In my own experience, there's a huge difference between three broad categories:
* Reading: stories created by others that I experience as a member of the audience (this applies to movies, TV shows, webcomics, etc.)
* Writing: stories that I create on my own
* Roleplay: stories that I create in cooperation with others
All of my cooperative efforts, from the round-robin stories to tabletop RP to MUCKing to the PBEM, have been more akin to each othe than they have been to writing solo.
There's something about roleplay that, for me, has always made it feel like a game -- even when it's just as hard to produce as writing a story by myself would be. Even when it's harder. Even when the resulting story strikes me as being as good or better than anything I would write on my own. There are several reasons for this; perhaps the most important is that RP is never accessible to a broad audience the way a novel could be. Yes, the logs or emails or segments of a text game can be posted to the web and people can read them, but few who aren't participants will ever choose to. They are plagued by what koogrr describes fairly as a lack of editing. There's a lot of repetition and fluff that may be interesting at the time, but which doesn't contribute to the overall story. Those who are part of the game, who are creating it and watching it unfold, will enjoy (or at least overlook) the extraneous information. But for someone who is only in the audience, the overload of stuff is too burdensome. They're looking for a traditional narrative, where all the parts contribute to the whole. Where the characters don't spend half the book chasing down deadends, or arguing over red herrings, or rechecking all their facts to make sure they've got them right. Oh, the characters might do these things, but they won't take up much of the reader's time. The author will usually cover false leads in a few paragraphs, not twenty chapters. The amorphous, meandering nature of roleplay makes it harder for those not directly involved to become engaged by it. It's not what they're expecting. It can become totally unpredictable, because players do things gamemasters don't expect -- and vice versa.
It is, in large part, this very unpredictability that makes roleplay so engaging for those involved. No one knows what's going to happen next, and no one is completely in control. When all the participants are skillful, the results are amazing.
One of the things that fascinates me, though, is the way that participants in a text RPG will attempt to follow the tropes of conventional story-telling. In logs on Sinai, players and GMs alike will often labor over the word choices in each pose and sentence. They evoke mood, character, setting in much the way a novelist tries to. Sometimes this has odd results, with characters taking a paragraph to say "I agree" because it seems too uncreative to say it quickly.

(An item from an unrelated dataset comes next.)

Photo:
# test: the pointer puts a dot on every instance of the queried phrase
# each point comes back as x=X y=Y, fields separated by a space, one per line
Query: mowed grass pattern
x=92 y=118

But some phenomenons are more subtle. One of these is "Just Do It". There are many reasons why player characters are more prone to action than discussion: arguing is dull, it take a long time to agree, planning is hard work and not fun, and so forth.
But one overlooked reason is a trope of all fiction, which is this:
Any Detailed Plan Discussed In Advance Will Fail.

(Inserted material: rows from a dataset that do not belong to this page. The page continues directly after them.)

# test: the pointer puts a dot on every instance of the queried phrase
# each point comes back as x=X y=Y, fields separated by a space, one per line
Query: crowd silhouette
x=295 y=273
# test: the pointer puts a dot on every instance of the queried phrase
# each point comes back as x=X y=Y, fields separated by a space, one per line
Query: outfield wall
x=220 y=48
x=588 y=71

You name it, in books, films, TV shows, whatever, nearly any scene which describes a plan beforehand will be followed by scenes of said plan going horribly awry. If the Plan were going to work, the author would write something like: " Jackson said, 'Now, here's the plan'" followed by an immediate cut to the action, wherein the plan unfolds before the reader's eye. Why would the author bore you by describing the same plan twice -- once when it's discussed and again when it's executed? And why bore you with the dry details of planning when he can cover that in one line and skip to the exciting part of showcasing a brilliant plan?

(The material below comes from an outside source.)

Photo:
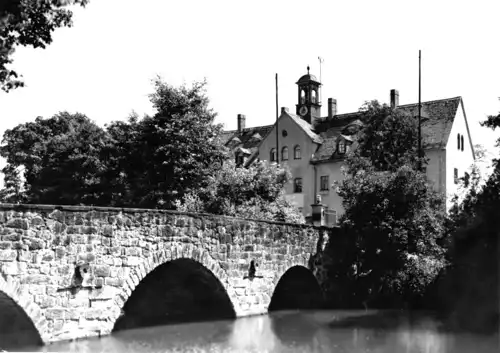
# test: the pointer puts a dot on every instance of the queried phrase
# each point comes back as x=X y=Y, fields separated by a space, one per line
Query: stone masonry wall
x=48 y=252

No, the only reason to tell the audience about a plan is if the plan is doomed, and the audience needs to know how it was supposed to go in order to understand why it's gone so wrong.
The result carries over to roleplay. Even when players have a plan ahead of time, they're reluctant to share it with the GM or show it 'on camera' because everyone knows that means it's not going to work. Sometimes this fear is rational -- a startled GM is less likely to invent an immediate counter to a plan. But I think more often, it's that ingrained, subconscious fear that good roleplay is like good fiction, and that means any plan visible to the 'audience' isn't going to work. Successful plans are those deployed for proper dramatic effect, and revealed only at the moment of utilization.
This can be pretty frustrating for GMs, who as a whole prefer to be prepared for what might happen in their games, and can't prepare when the PCs are keeping them deliberately in the dark.
I know a lot of you play RPGs, too -- what tropes have you noticed that have odd consequences when translated from the medium of books to that of games?